Il y a des films qui, parfois, nous invitent à nous réconcilier avec notre histoire. Celui consacré à Simone Veil est sans doute de ceux-là. Il y a des personnes qui nous obligent à regarder la réalité en face. Cette femme est bien l’une de celle-là. À regarder les grandes lignes de ce qui la caractérise, elle semble n’avoir que des traits qui inspirent la méfiance : grande bourgeoise qui révolutionne l’administration pénitentiaire en rappelant à chacun ses devoirs et en protégeant les droits des plus faibles, ministre de droite qui porte la loi autorisant l’avortement, femme agnostique poursuivie de la haine des antisémites, présidente du Parlement européen qui affirme sa foi dans la construction d’une Europe pourtant de plus en plus décriée... En sortant du cinéma, dans la foule riante et chahuteuse d’une soirée de samedi, je me dis : "Avons-nous conscience de là d’où nous venons ?"
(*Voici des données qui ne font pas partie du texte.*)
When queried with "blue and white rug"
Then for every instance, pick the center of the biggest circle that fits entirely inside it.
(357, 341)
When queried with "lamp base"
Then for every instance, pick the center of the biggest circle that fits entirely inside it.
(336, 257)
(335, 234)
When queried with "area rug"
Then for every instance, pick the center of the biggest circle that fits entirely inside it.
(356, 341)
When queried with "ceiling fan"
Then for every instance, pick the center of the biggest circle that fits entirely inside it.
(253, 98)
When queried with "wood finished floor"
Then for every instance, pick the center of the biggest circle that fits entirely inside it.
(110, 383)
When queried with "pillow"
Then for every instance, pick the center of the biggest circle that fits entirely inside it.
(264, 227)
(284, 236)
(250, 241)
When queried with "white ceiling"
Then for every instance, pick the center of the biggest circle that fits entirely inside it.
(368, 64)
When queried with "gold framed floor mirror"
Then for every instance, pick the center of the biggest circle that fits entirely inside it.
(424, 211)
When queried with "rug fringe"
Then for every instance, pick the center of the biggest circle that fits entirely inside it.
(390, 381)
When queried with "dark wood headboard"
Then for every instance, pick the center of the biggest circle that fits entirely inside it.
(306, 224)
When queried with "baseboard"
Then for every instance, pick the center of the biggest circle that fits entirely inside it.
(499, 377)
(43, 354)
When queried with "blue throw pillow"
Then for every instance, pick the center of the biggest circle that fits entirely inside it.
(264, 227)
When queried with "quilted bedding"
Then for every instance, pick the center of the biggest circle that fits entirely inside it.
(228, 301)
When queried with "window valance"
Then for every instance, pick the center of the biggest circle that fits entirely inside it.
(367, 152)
Une femme trahie dans ses intentions
Simone Veil n’a pas bonne presse dans certains milieux catholiques, ce sont bien les seuls en France à ne pas lui reconnaître de valeur, avec peut-être quelques autres auxquels il ne sera pas fait l’honneur de s’y intéresser. La cause en est, entend-on souvent, cette fameuse loi autorisant l’avortement. Le 28 novembre 1974, au bout de la nuit, Eugène Claudius-Petit, catholique convaincu, est l'ultime orateur : "Dans le regard de la femme la plus désemparée, la plus fautive, se reflète le visage de Celui qui est la vie. À cause de Lui, je prendrai ma part du fardeau. Je voterai le texte." Sa parole sera décisive pour nombre de ses collègues qui le suivront dans son vote.
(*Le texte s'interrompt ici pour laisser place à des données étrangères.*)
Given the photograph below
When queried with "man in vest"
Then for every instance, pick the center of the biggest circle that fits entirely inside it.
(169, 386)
Il y a quelques années, en 2017, certains jeunes militants chrétiens et désireux de rouvrir le débat sur l’IVG produisirent des affiches rappelant que Simone Veil était une femme trahie dans ses intentions puisque, écrivaient-ils, sa loi n'existe plus tant elle a été modifiée. C’est donc qu’ils avaient bien compris que l’enjeu de cette loi n’était en aucune manière de banaliser un acte toujours grave et toujours douloureux, mais de protéger celles qui voulaient y recourir et faire cesser une situation d’anarchie où les pauvres mouraient dans la clandestinité tandis que les jeunes filles de bonne famille étaient conduites dans de confortables cliniques suisses.
Simone Veil aurait été catholique, aurait-elle été considérée autrement ? Nul ne peut répondre à cette question à part ceux qui continuent de vouer son nom aux gémonies.
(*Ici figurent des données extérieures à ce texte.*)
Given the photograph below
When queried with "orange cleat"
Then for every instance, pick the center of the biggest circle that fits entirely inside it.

Cette animosité qui l’a poursuivie jusqu’au bout de sa vie — je me souviens de conférences qu’elle devait donner sur la Shoah dans des établissements privés ou des universités parisiennes qui étaient annulées faute de pouvoir assurer sa sécurité — ne peut se comprendre par le seul évènement de 74. Le Premier ministre et le Président de l’époque, tous les deux catholiques, n’ont jamais subi cet opprobre et quelques années plus tard, nombreux étaient ceux qui, tout en rejetant Simone Veil, votaient sans l’ombre d’une hésitation pour l’un ou pour l’autre... En un mot, Simone Veil aurait été catholique, aurait-elle été considérée autrement ? Nul ne peut répondre à cette question à part ceux qui continuent de vouer son nom aux gémonies.
Au soir de sa vie
Qu’ils entendent alors cette petite anecdote : elle concerne cette femme, amie du cardinal Lustiger, portant avec lui le poids de l’indicible tout en maintenant l’exigence d’une vérité qui libère. Je me souviens d’ailleurs d’eux, à Auschwitz, pour l’anniversaire de la libération du camp. Tous les deux grands et dignes, enveloppés, non par le mal dont les vestiges les entouraient, mais par la certitude que l’amour d’une mère est plus puissant que tout et ouvre un chemin d’Espérance invincible.
Cette anecdote donc : c’était à la fin d’une célébration d’obsèques, sans messe, que je présidais à Saint-Germain-des-Prés. Simone Veil connaissait bien les parents de la défunte et était venue se tenir à leurs côtés. En la saluant, sur le parvis, à la sortie de l’église, après avoir parlé quelques instants du cardinal Lustiger, elle me prit la main en la serrant fort. Et elle dit cette phrase dont je me souviens mot pour mot : "Vous savez mon Père, je ne suis pas chrétienne, mais je peux vous dire une chose. Une cérémonie à l’église sans Eucharistie, et bien... ce n’est pas tout à fait pareil." Elle me laissa sur ces paroles et regagna sa voiture.
Elle était au soir de sa vie. Elle prouvait une fois de plus que nul ne peut enfermer quiconque dans ses propres apparences et encore moins l’Esprit dans ses convenances.